Cuando los motores de los coches se callan, las voces de los viandantes se ahogan y ni siquiera es audible el traqueteo de los carros de la compra del supermercado de la esquina, no hay más alternativa que darse cuenta de lo inquietante que es el silencio casi absoluto. Por lo menos, al principio. En el pueblo suizo de Macolin, la confrontación con la ausencia de contaminación acústica alivió el tráfico intermitente de preocupaciones que colapsaban mi mente desde hacía semanas. Al bajar cada mañana las escaleras para ir a desayunar, me sorprendía que lo único que retumbaba era el crujido de los peldaños en contacto con mis pies y mi propia respiración. Había olvidado por completo que, cuando todos los sonidos ajenos se silencian, una toma mayor consciencia de sí misma.

 

La casa de campo había sido ampliada en distintas etapas por un psiquiatra suizo. Actualmente, es otra de tantas posesiones que este les dejó en herencia a sus tres hijas. Toda la vivienda, a excepción de la renovada cocina, conserva el encanto del mobiliario de mediados del siglo pasado. A pesar de haber sido adquiridos en varias compras diferentes, ningún mueble rompe la línea estética, y todos y cada uno de ellos son dignos de formar parte de una exposición de anticuario.

 

Por las mañanas bajaba a desayunar al pequeño comedor acristalado. A continuación me tumbaba en el sofá tapizado para leer a Houellebecq, de quien no dejaba de sorprenderme su capacidad de mostrar un profundo conocimiento al asociar todo tipo de temáticas sin servirse de un lenguaje embrollado. Los amplios ventanales del salón permitían que la enorme estancia se bañase de luz al subir las persianas; el más grande ofrecía vistas de la ciudad de Bienne, sobre la que solía estacionarse una débil capa de niebla durante las primeras horas matinales. En cuanto dejaba aparcada la lectura, solía ir al desván a hojear los libros de botánica, decorados con delicadas ilustraciones y descripciones de la flora suiza. 

 

Según M., lo más destacado de la vivienda es su extenso jardín. De vez en cuando bajábamos por la pequeña escalinata de piedra a recolectar moras, ciruelas y manzanas. El resto de alimentos los comprábamos en una pequeña tienda de comestibles ecológicos, la única de todo el pueblo. Independientemente de lo que nos hiciese falta, nuestra parada obligada era el exuberante mostrador de quesos regionales, el cual siempre abandonábamos cargando un par de cuñas en la bolsa. 

 

Los días transcurrían con un ritmo apacible, pues no se hacían ni demasiado largos ni demasiado cortos. Encontramos tiempo para hacer cosas juntos, algo que no siempre había sido posible en Friburgo. Continuamos con nuestras sesiones de yoga para principiantes con ayuda de un tutorial de YouTube. Fuimos a pie hasta un desfiladero en las montañas, lo que supuso casi cinco horas de caminata. Leímos durante horas nuestra lectura pendiente aquel verano, la autobiografía del neurólogo Oliver Sacks. Nos bañamos por la noche en el Lac de Bienne, cuyas aguas estaban mucho más templadas de lo que había esperado. 
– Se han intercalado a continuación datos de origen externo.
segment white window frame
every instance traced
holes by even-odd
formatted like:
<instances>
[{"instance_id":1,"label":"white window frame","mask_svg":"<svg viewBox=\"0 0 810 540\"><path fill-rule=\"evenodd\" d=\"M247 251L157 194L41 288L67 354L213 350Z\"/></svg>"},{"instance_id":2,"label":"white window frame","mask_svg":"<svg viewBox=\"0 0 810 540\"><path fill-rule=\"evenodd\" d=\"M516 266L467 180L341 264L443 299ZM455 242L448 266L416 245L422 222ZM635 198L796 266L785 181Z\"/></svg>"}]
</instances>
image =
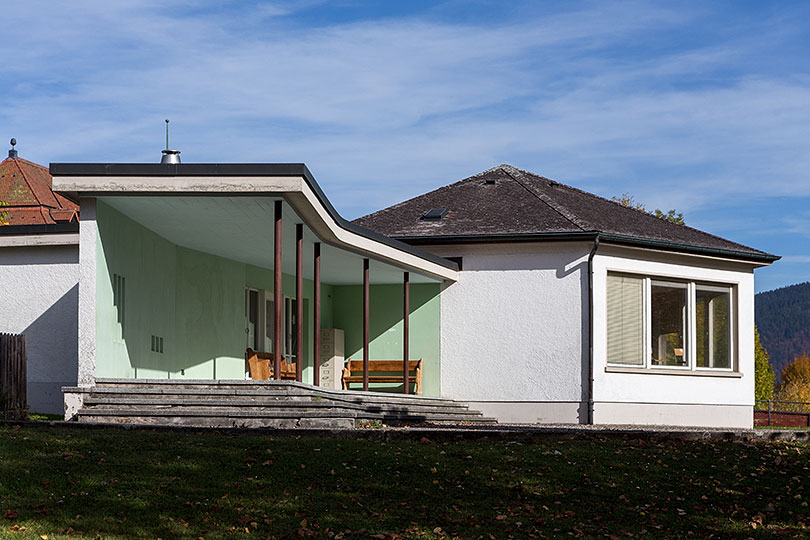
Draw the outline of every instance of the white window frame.
<instances>
[{"instance_id":1,"label":"white window frame","mask_svg":"<svg viewBox=\"0 0 810 540\"><path fill-rule=\"evenodd\" d=\"M737 295L736 286L730 283L720 283L705 281L701 279L681 279L672 276L656 276L654 274L637 274L624 270L608 270L607 275L625 275L640 278L643 280L642 286L642 363L638 365L613 364L605 357L605 364L610 369L619 370L639 370L657 373L665 372L726 372L735 373L737 370ZM652 364L652 284L686 286L686 321L684 324L684 358L685 366L667 366ZM607 283L607 280L605 281ZM726 292L729 295L729 367L698 367L697 366L697 289L715 292ZM605 297L605 308L607 312L607 297ZM605 330L607 331L607 319L605 319ZM607 343L607 336L605 336Z\"/></svg>"},{"instance_id":2,"label":"white window frame","mask_svg":"<svg viewBox=\"0 0 810 540\"><path fill-rule=\"evenodd\" d=\"M698 367L697 365L697 317L694 317L693 321L693 328L692 328L692 335L694 336L694 343L692 343L692 350L695 354L695 371L734 371L735 365L737 364L737 332L735 324L737 321L737 309L736 309L736 295L734 286L732 285L724 285L719 283L711 283L711 282L704 282L704 281L696 281L693 283L692 287L692 303L697 307L697 289L700 288L704 291L714 291L714 292L725 292L728 293L728 364L729 367L727 368L719 368L719 367ZM711 322L709 322L711 327ZM709 340L711 344L711 340ZM710 355L711 358L711 355Z\"/></svg>"}]
</instances>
El broche final de las vacaciones fue nuestra visita a P en Ginebra, quien nos posibilitó entrar a la sede de la ONU y nos animó a cruzar la frontera francesa con el objetivo de poder comer sin tener la sensación de que acabábamos de comprar el restaurante y no un plato de comida.

 

Sin necesidad de recorrer demasiados kilómetros, fueron seguramente unas de las mejores vacaciones que hemos compartido hasta el momento. Con recuerdos como contemplar la noche desde arriba, en el dormitorio. Las luces de Biel podían confundirse con el reflejo de decenas de estrellas titilantes.